When two people get married they do become one. They do not lead separate lives they join in marriage to lead one. Their dreams are shared and connected. Their plans involve each other. They know each other more intimately than anyone else. And when a spouse dies it is as if half of you has been ripped away. It is painful. My best friend is not here anymore. The one I talked to every single day during our 7.5 years of marriage is gone. The face I saw when I woke up and the voice I heard as I went to sleep is no longer here. I am left with pictures, videos and memories and those are not enough. When your spouse dies everything changes.  I was a wife. I am now a widow. Part of who I was is gone. I was Melchor Lira's wife. And now Melchor Lira is no longer living. My life has changed and it is hard.



I woke up on February 13th married to the love of my life and I went to sleep the next day without him by my side. Every dream I had for my life was tied to him. Every plan I ever made involved him. And he is gone. I do trust in God. I place my hope in God. I know that God has not left me. I know that He will see me through. But I don't have my husband with me right now. There is a void from not being able to hear his voice, feel his touch or see him.





I know that God will heal my heart. I know He will strengthen me. I know that He will restore my joy. But there is always going to be a piece of me missing. And that will always hurt. There will be dreams we didn't get to share. There will be plans we didn't get to see come to pass. There will be memories we didn't get to make. I want to text him. I want to call him. I want to share with him so many things. And I can't. Because he is not here.

 
There is a long road of healing ahead of me. I smile. I laugh. I get up and go to work. I take care of my children. I clean the house, do laundry and pick up toys. I go to the grocery store. I take my children to their dentist appointments. On the outside I may look okay. A stranger would never even know that my life was turned upside down two weeks ago. But the pain from losing my 31 year old husband is intense. There is an emptiness inside of me. There is a hole in my heart. 

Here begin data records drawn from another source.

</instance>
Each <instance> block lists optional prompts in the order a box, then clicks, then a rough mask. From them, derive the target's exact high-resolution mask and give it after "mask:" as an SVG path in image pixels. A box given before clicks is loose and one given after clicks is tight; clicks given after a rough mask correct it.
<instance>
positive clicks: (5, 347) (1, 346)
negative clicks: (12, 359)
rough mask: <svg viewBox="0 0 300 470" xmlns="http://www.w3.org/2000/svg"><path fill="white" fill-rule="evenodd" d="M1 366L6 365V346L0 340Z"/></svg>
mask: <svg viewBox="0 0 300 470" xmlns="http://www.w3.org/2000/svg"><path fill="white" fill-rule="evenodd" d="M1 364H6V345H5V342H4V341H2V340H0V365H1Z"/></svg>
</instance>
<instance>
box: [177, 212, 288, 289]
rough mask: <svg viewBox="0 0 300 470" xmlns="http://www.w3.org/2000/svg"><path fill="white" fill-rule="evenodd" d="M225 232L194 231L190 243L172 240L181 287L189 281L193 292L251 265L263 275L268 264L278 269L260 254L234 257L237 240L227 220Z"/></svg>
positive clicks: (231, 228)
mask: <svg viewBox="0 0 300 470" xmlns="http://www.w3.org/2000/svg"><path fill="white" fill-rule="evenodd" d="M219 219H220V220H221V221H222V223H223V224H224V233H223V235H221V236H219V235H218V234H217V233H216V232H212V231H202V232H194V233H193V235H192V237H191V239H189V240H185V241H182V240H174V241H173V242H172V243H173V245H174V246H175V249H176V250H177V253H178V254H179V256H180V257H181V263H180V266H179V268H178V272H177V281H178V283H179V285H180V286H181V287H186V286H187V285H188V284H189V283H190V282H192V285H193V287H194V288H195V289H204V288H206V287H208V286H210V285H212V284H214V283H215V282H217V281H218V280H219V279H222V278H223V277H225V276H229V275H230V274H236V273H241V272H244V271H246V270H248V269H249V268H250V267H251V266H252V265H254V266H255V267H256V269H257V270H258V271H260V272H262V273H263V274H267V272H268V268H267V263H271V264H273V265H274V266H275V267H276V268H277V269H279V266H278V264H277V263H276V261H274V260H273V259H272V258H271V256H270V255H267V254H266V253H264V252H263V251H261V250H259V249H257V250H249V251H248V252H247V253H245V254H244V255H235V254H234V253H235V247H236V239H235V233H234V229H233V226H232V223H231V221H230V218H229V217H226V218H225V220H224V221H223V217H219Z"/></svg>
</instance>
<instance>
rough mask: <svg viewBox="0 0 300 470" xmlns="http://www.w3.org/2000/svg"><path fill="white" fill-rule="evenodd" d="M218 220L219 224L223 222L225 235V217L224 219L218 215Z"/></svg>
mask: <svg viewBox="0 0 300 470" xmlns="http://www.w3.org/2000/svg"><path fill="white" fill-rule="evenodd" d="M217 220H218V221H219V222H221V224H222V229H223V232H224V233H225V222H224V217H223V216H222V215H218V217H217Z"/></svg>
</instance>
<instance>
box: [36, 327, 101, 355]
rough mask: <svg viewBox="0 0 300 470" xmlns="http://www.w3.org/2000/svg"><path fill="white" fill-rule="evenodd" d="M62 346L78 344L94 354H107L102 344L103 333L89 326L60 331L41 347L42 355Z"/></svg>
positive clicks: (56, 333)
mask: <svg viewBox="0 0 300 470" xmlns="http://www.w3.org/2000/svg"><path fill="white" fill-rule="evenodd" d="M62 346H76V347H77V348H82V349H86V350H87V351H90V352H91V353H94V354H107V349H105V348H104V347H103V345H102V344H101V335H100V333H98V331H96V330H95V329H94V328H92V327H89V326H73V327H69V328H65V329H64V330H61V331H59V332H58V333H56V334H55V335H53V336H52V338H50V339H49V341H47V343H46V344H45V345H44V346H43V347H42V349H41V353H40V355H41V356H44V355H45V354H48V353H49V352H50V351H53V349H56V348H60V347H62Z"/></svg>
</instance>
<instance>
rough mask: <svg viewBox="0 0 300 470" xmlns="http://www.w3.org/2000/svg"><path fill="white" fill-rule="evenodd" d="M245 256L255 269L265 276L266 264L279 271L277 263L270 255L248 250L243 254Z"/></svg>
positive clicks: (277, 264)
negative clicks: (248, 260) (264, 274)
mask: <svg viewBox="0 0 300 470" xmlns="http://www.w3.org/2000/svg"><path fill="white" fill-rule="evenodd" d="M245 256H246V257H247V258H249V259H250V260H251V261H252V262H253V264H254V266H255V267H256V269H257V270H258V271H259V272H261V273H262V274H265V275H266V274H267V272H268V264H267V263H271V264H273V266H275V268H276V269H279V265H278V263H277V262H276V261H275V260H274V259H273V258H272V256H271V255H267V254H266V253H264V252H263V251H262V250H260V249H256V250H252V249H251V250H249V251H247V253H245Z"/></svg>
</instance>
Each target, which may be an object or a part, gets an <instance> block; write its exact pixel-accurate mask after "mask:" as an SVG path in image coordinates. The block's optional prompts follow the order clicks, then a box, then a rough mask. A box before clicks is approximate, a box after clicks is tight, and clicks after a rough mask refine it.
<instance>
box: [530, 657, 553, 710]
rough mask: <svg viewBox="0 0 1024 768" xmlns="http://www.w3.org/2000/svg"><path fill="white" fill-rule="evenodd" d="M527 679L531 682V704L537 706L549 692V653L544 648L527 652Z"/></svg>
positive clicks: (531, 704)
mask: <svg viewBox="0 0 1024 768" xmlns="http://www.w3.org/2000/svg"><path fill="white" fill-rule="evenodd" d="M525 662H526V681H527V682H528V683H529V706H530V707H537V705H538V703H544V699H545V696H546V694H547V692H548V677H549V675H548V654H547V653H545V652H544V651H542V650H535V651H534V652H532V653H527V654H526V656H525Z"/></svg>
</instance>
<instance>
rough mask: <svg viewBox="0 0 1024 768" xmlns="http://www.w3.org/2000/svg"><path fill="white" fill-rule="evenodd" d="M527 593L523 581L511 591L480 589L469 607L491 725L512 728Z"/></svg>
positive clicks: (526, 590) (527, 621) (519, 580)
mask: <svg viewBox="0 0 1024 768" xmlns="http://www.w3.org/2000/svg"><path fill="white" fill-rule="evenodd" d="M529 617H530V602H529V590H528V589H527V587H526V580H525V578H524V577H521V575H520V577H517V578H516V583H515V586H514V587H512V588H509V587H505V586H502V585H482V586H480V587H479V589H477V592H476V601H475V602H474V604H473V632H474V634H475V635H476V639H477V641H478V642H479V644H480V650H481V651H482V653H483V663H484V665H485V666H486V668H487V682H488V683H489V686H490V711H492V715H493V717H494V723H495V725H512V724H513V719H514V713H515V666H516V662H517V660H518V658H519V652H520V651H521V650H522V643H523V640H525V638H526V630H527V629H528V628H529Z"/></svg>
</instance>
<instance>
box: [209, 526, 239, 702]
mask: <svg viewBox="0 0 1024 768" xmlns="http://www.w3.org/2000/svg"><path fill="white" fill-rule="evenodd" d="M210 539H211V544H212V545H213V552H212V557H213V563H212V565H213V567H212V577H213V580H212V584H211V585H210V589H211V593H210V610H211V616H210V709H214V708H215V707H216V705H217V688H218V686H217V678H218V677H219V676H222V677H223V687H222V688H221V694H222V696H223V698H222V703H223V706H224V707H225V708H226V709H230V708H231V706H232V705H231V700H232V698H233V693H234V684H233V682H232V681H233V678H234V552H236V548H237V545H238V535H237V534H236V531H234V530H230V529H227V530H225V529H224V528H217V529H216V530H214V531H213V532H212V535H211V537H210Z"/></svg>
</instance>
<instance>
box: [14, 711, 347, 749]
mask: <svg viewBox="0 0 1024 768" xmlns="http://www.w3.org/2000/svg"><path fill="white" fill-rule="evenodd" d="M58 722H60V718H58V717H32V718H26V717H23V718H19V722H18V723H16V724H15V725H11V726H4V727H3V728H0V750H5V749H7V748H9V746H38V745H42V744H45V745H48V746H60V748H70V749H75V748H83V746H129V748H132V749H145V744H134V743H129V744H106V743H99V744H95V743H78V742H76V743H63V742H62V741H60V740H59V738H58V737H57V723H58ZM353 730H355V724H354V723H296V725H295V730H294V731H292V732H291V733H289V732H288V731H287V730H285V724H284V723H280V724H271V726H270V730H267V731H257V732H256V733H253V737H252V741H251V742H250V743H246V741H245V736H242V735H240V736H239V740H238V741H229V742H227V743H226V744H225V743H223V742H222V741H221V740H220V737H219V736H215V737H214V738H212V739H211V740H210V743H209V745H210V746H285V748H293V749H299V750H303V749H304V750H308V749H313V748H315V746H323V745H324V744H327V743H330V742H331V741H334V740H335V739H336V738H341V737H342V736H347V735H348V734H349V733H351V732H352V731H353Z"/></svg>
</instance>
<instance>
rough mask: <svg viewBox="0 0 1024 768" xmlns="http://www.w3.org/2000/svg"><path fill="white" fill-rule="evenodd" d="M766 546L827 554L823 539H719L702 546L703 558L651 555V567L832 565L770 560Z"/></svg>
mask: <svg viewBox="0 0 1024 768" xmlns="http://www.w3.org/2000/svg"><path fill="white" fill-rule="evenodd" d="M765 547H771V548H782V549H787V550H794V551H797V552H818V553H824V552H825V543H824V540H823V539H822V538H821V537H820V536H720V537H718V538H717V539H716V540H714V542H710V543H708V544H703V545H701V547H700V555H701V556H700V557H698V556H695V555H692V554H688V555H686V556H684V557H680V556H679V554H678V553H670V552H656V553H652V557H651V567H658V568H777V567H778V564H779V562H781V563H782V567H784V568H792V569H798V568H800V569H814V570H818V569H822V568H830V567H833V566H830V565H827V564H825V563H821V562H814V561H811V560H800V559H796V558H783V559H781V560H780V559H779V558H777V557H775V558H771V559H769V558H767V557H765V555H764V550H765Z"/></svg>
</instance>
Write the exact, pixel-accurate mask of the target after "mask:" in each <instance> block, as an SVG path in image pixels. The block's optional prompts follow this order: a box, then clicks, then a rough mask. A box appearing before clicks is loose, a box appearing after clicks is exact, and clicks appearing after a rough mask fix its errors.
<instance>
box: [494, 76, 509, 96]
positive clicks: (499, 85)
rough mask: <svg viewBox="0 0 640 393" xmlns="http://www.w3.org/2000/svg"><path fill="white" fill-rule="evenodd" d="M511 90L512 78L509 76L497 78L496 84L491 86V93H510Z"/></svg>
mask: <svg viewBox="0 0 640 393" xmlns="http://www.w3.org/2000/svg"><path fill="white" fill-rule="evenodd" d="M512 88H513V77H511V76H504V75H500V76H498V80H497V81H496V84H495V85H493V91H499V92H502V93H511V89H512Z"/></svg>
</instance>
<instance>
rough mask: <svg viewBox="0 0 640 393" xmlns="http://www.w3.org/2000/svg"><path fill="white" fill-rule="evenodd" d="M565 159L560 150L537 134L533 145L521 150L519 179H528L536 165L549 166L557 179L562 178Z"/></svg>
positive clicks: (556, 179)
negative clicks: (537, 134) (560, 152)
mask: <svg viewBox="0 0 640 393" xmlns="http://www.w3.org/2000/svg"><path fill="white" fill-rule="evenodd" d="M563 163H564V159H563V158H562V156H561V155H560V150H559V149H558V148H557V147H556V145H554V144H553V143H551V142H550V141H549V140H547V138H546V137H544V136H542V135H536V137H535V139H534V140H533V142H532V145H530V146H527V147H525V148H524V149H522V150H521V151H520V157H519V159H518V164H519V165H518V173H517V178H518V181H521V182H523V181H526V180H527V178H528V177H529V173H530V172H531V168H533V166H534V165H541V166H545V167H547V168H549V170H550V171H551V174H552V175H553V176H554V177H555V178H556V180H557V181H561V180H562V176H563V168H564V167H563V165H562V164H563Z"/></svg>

I have total confidence that God will see me through. I know that He will give me the strength I need to make it. I believe He will restore a lot of things my family lost during the last two years. But this is not something that takes place overnight. God provides comfort to those who mourn but the mourning process doesn't end when the funeral is over. He is near to the brokenhearted but the heart does take awhile to mend and heal.